Pengungkapan itu memicu protes global, yang mengarah pada penyelidikan dan denda dari regulator di seluruh dunia.
Pada tahun 2019, Meta (saat itu Facebook) menyelesaikan dengan FTC sebesar $5 miliar atas pelanggaran privasi data yang berasal dari skandal tersebut.
Selain itu, perusahaan menghadapi denda yang signifikan di Eropa dan mencapai penyelesaian $725 juta dengan pengguna yang terkena dampak.
Namun, pemegang saham sekarang menuntut untuk memulihkan lebih dari $ 8 miliar dalam bentuk kerusakan, termasuk denda FTC dan biaya hukum lainnya, mengklaim bahwa Zuckerberg dan eksekutif lainnya bertanggung jawab langsung atas kegagalan perusahaan untuk melindungi privasi pengguna dengan benar.
Neil Richards, seorang ahli privasi dari Fakultas Hukum Universitas Washington, bersaksi untuk para penggugat, menyatakan bahwa pengungkapan privasi Facebook ‘menyesatkan’ dan gagal memberi tahu pengguna secara memadai tentang risiko yang terkait dengan data mereka.
Persidangan, yang dimulai pada 16 Juli, diperkirakan akan mencakup kesaksian dari beberapa tokoh terkenal, termasuk Zuckerberg sendiri, mantan COO Sheryl Sandberg, dan anggota dewan lainnya seperti Marc Andreessen dan Peter Thiel.
Peran Dewan dalam skandal dan kegagalan tata kelola
Gugatan tersebut berpendapat bahwa dewan Meta gagal memenuhi tugas pengawasannya, memungkinkan Zuckerberg dan timnya untuk mengawasi operasi pemanenan data yang melanggar undang-undang privasi dan menyebabkan kerugian finansial dan reputasi besar-besaran.
Pemegang saham menuduh bahwa dewan Meta mengabaikan peringatan berulang kali dan tidak mengambil tindakan yang memadai untuk mencegah penyalahgunaan data pribadi.
Struktur tata kelola perusahaan Meta juga berada di bawah pengawasan selama persidangan.
Zuckerberg mengendalikan 61 persen saham suara Meta, struktur saham kelas ganda yang memberinya kekuasaan signifikan atas arah perusahaan.
Pemegang saham berpendapat bahwa struktur ini merusak checks and balances, memberi Zuckerberg kemampuan untuk bertindak secara sepihak dan memungkinkan dewan gagal dalam meminta pertanggungjawaban atas skandal tersebut.
Kasus pengadilan juga menyentuh klaim perdagangan orang dalam.
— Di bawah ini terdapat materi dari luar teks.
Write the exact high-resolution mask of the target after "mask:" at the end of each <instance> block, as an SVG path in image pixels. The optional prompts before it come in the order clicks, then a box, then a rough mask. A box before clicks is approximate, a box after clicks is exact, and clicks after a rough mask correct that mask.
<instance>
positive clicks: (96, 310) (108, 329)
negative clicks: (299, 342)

Zuckerberg diduga mengantisipasi dampak dari skandal Cambridge Analytica dan menjual sebagian saham Facebook-nya sebelum harga saham anjlok.
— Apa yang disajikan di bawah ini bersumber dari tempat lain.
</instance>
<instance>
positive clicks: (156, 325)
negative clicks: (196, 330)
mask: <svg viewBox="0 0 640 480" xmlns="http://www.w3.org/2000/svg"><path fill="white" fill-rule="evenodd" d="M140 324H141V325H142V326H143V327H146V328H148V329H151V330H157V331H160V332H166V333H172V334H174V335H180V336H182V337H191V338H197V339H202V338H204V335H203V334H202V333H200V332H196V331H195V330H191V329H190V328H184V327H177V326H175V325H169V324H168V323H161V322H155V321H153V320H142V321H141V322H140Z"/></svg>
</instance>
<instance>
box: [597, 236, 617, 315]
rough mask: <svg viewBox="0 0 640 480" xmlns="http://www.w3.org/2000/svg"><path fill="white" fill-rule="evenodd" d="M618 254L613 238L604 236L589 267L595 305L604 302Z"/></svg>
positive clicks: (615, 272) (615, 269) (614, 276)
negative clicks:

Penggugat mengklaim bahwa tindakan Zuckerberg dimotivasi oleh informasi orang dalam, meskipun para tergugat telah membantah hal ini dan menegaskan bahwa Zuckerberg mengikuti rencana perdagangan saham yang telah ditetapkan sebelumnya yang dirancang untuk menghindari konflik semacam itu.
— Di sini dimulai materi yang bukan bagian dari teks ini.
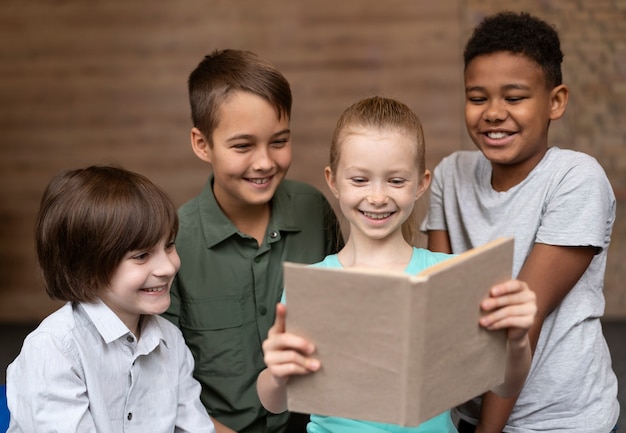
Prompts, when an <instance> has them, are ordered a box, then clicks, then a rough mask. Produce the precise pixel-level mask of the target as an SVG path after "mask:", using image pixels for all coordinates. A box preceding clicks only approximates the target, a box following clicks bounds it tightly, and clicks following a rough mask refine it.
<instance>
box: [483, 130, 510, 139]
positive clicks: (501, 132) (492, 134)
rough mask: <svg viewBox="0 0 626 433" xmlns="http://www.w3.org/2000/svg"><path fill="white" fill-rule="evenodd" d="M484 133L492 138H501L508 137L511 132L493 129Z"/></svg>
mask: <svg viewBox="0 0 626 433" xmlns="http://www.w3.org/2000/svg"><path fill="white" fill-rule="evenodd" d="M485 135H486V136H487V137H489V138H491V139H492V140H500V139H502V138H506V137H509V136H511V135H513V134H512V133H510V132H502V131H494V132H487V133H485Z"/></svg>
Implikasi untuk Big Tech dan akuntabilitas eksekutif
Hasil dari kasus ini dapat memiliki implikasi luas bagi akuntabilitas eksekutif di industri teknologi, terutama mengenai masalah privasi data dan tata kelola perusahaan.
Gugatan tersebut dipandang sebagai salah satu tindakan pemegang saham paling signifikan terhadap perusahaan teknologi besar, karena menuduh tidak hanya pelanggaran privasi tetapi juga kegagalan dalam pengawasan perusahaan.
Meta, yang tetap didirikan di Delaware meskipun ada ketegangan baru-baru ini dengan undang-undang perusahaan negara bagian, belum mengomentari persidangan tersebut.
Perusahaan terus menekankan komitmennya terhadap privasi pengguna, menyatakan bahwa mereka telah menginvestasikan miliaran dolar untuk meningkatkan praktik perlindungan datanya sejak 2019.
Untuk saat ini, kasus ini berfungsi sebagai pengingat akan meningkatnya pengawasan yang dihadapi perusahaan Big Tech terkait penanganan data pengguna mereka dan pertanyaan yang lebih luas tentang seberapa besar tanggung jawab yang harus dipikul oleh eksekutif ketika perusahaan mereka terlibat dalam pelanggaran privasi.